チームインパルの星野一義監督がプロの世界の厳しさを語った。

5日、日産のモータースポーツイベント「NISMO FESTIVAL」のトークショーで、日産チームの監督達が集まり今シーズンを振り返った。2010年のSUPER GTで『GT-R』は厳しい戦いとなり星野一義監督は監督業の苦労を語った。

星野監督は「最高の選手、最高の監督というのはあるとは思えない。僕はずっと機械を相手に戦ってきたが、監督は人間が相手だから、監督に向いてないような気がしますよ。でも、逃げられないような状況でやっている訳で、レースをやってきてずっと悩んでますよ」と監督業の苦しみを語った。

野球でいえば“落合監督”みたいなものと言う星野監督は「監督はドライバーにやりやすい環境を提供してやるだけ、だから僕は無線で指示を一言も言ったことないですよ、高校野球じゃないんだから“好きなように打て!”と、打てなかったらクビだよ、打てたら契約金を払うだけ、それがプロだよ」と、プロの世界の厳しさを示した。

監督業の話をしていた星野監督は、息子である星野一樹選手の話にも触れ「一樹が、レースをやるって言ったとき、本当はやらせたくなかったんだよ。レースをやるって決めたからには1位を目指すしかないのだから」と、厳しいことを言ってみたのは、今年GT300のシリーズチャンピオンを獲得した一樹選手へのエールだったのかもしれない。
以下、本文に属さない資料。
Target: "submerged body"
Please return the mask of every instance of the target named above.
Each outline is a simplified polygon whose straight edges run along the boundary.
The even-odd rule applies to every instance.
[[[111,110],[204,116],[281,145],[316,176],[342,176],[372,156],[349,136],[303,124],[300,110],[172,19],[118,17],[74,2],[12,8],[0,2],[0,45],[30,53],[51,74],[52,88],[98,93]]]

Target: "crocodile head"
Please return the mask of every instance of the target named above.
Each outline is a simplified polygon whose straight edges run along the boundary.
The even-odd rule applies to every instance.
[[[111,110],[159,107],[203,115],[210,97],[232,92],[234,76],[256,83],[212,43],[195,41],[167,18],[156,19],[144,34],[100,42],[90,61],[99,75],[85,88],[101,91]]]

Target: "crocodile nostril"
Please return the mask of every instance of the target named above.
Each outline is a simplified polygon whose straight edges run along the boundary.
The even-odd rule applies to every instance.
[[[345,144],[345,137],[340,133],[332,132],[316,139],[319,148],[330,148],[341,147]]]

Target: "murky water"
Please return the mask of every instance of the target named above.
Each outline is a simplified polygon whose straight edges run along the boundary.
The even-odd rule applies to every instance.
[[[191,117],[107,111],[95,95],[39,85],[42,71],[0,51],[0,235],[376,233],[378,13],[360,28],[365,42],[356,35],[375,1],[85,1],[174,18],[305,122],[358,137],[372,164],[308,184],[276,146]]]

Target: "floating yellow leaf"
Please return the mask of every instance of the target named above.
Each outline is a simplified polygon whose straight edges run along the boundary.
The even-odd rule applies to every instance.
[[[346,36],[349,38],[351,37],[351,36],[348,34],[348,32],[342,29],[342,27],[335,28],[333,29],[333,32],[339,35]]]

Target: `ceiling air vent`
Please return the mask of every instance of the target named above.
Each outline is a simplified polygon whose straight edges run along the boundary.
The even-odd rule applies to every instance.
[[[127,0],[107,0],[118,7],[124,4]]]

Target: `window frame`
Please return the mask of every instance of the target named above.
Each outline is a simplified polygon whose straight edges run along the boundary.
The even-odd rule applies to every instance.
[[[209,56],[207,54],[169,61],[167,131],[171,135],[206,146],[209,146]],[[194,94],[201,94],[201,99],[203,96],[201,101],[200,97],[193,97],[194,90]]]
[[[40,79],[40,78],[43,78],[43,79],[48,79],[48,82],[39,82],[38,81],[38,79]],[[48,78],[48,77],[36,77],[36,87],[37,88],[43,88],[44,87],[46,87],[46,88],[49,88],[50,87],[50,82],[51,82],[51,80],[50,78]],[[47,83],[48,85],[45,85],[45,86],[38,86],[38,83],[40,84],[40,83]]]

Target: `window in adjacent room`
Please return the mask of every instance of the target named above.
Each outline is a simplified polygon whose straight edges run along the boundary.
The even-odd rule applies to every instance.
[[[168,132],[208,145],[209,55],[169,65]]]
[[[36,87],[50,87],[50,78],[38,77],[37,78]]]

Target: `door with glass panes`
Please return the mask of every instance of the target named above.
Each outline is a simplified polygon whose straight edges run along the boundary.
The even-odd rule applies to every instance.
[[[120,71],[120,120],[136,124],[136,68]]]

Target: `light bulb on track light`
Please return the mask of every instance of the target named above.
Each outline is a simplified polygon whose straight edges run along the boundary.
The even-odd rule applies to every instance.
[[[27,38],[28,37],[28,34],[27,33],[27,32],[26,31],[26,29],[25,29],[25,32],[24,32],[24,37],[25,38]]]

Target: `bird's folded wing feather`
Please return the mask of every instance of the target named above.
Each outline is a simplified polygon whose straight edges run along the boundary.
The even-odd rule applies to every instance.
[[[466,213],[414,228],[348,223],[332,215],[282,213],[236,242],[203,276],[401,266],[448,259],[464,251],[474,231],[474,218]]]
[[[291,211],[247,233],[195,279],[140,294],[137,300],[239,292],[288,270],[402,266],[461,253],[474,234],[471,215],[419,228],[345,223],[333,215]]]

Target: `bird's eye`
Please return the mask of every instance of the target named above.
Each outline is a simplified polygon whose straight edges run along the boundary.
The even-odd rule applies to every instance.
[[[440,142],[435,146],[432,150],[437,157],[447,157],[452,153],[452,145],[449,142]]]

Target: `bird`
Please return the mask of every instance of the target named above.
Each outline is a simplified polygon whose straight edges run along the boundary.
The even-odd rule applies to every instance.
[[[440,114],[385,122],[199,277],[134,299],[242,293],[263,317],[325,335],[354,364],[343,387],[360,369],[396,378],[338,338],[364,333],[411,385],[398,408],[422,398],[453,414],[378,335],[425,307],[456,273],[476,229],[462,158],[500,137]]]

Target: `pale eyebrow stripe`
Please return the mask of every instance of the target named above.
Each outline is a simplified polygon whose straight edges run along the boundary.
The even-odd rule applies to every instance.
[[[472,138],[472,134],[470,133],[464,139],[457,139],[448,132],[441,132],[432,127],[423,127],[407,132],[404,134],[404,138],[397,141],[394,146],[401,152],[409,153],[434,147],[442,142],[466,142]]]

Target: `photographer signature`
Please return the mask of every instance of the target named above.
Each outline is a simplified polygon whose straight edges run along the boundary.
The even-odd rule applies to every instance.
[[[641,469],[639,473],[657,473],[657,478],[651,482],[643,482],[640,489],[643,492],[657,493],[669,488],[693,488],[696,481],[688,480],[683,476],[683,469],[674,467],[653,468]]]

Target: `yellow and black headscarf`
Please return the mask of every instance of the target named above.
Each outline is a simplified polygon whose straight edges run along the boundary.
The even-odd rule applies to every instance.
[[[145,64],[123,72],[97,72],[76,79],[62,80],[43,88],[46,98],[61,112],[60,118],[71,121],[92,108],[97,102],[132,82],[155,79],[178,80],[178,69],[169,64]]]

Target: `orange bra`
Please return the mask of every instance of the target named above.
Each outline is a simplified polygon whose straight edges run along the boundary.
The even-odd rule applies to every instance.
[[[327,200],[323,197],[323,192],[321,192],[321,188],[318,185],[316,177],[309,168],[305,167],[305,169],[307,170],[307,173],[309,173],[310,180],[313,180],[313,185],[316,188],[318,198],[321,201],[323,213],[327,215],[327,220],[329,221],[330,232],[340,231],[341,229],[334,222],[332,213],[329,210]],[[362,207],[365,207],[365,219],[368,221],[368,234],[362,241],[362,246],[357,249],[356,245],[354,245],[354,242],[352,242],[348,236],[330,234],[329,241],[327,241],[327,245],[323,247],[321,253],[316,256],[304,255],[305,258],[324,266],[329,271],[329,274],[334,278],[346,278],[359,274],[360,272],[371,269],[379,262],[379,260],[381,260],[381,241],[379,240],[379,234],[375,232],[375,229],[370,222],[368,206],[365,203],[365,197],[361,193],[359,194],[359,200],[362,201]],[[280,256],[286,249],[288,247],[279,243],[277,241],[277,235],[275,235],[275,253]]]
そして、来年に向けては「細かいことは言わない、来年チャンピオン取ってやる!みてろ!」と、意気込みを語った。

このほかにもユーモアたっぷりのトークで、会場を沸かせた星野監督ではあるが、実はこの日のイベントでレースマシンをドライブする予定を急遽キャンセルしている。

息子である星野一樹選手のブログでは、12月2日に「実は月曜日の晩に母親が倒れてしまい、緊急で手術することになりました。」と母の急病を伝えており、病状については「今週末にはICUを出れると聞いていますし、順調に回復に向かっているということです。まだまだ安心は出来ませんが、今日喋った母親をみて少しホッとしています。」との報告がされている。

トークイベントでは毅然と振る舞ってみせた星野監督、ドライブに関しては妻の急病による動揺を考慮したようだ。